How to Search Files in the Tetra Data Lake
Tetra Data Platform (TDP) Versions
The following procedures apply to TDP versions 3.2.0 and higher. For earlier TDP versions, see (Version 3.1.x) Searching the Tetra Data Lake.
You can search for data in the Tetra Data Lake in the following ways.
TDP User Interface
- The Search Files page in the TDP UI includes the following:
- A List view with a search bar (searches can be saved as Collections and saved across an organization).
- A Label & Advanced Filters dialog where you can configure a custom query using a query builder or enter a RAW EQL query.
- A Browse view that provides a traditional tree-style view of your files as you would see in Windows Explorer or macOS Finder apps. (Shortcuts can be saved for frequently visited locations in this view.)
- The SQL Search page helps you build and run SQL statements.
Amazon Athena Queries
For more information, see Use SQL and Athena to Query Data.
RAW EQL Queries
For more information, see How to Search Using RAW EQL.
TetraScience API
For more information, see the TetraScience API Documentation.

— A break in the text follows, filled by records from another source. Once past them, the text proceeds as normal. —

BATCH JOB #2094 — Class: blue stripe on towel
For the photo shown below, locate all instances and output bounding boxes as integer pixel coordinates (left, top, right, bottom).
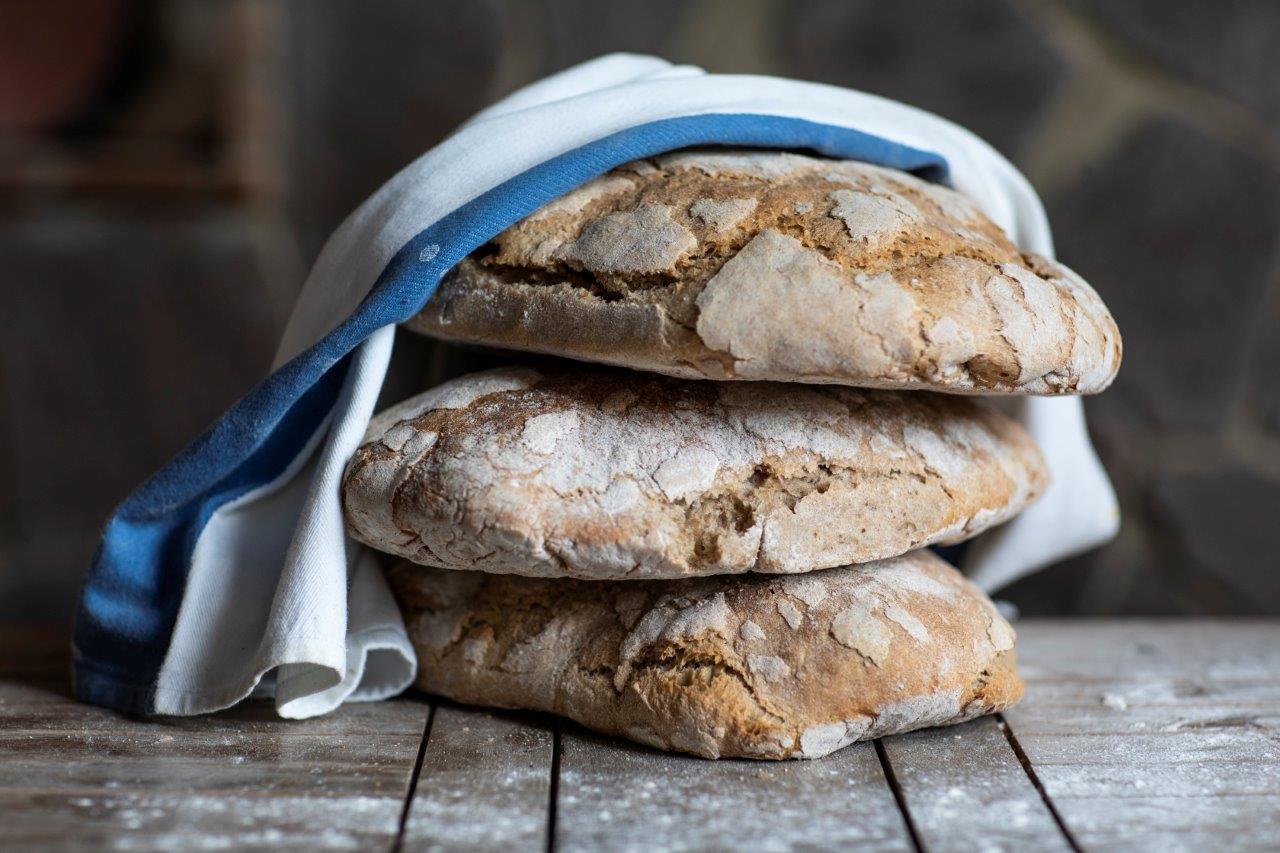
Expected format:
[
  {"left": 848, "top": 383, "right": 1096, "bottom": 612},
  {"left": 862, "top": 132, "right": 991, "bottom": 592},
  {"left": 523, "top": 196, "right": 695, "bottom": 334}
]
[{"left": 73, "top": 114, "right": 947, "bottom": 713}]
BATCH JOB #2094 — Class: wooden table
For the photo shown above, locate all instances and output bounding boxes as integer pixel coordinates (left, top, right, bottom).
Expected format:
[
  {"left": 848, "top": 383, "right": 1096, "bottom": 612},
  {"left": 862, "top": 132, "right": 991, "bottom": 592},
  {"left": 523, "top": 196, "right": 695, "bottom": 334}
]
[{"left": 0, "top": 621, "right": 1280, "bottom": 850}]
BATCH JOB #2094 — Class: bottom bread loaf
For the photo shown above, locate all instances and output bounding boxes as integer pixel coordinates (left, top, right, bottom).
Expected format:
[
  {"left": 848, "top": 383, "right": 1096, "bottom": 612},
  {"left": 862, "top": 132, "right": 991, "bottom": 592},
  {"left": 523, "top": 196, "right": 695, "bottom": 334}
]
[{"left": 389, "top": 551, "right": 1023, "bottom": 758}]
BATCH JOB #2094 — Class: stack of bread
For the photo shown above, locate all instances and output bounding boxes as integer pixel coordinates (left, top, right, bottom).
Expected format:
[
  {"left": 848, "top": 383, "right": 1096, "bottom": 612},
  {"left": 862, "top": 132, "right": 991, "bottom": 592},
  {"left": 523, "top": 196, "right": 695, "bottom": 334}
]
[{"left": 343, "top": 150, "right": 1120, "bottom": 758}]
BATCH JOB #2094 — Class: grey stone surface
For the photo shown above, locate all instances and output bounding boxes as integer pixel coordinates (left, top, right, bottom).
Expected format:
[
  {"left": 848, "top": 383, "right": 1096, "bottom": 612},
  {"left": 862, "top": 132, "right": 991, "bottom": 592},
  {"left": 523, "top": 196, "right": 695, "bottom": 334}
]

You can easily apply filters to create complex searches and fine-tune queries. The search feature in the TDP behaves similarly to a common website search. Each field you enter is analyzed as both keyword (default) and text (field.text). The default behavior for Search sorts results by relevance or score.
NOTE
The TDP Search feature uses a search engine to help you look for specific datasets and corresponding files. To explore or analyze tabular data across one or more datasets, see Use SQL and Athena to Query Data.
What is Indexed for Search?
The first 1MB is all files is indexed for search. All of the data in harmonized (IDS) files is also indexed and available in search.
NOTE
You can turn on the Highlight option to have TDP UI highlight where in the text the search string is located.
How is Search Used?
You can use the TDP search feature to assist in the following:
- View and sort search results by name, source type, or upload date
- Browse files in specific folders and subfolders
- Filter search results by entering text in the Search box
- Save a query or grouping of results as a collection using the List view
- Save file path locations as shortcuts using the Browse view
- View files from specific file categories, sources, or pipelines
- Upload, download, preview, and delete files
- Open the file page to view its details
- View JSON files
- Add or edit attributes (metadata, tags, or labels)
Access the Search Feature
To access the Search feature, do the following:
- In the Tetra Data Platform, click the Hamburger icon at the top left corner of the page to expand the TDP menu options (or hover over the list of icons to display the menu options):
- Select Search Files from the list of menu options that appears on the left side of the page.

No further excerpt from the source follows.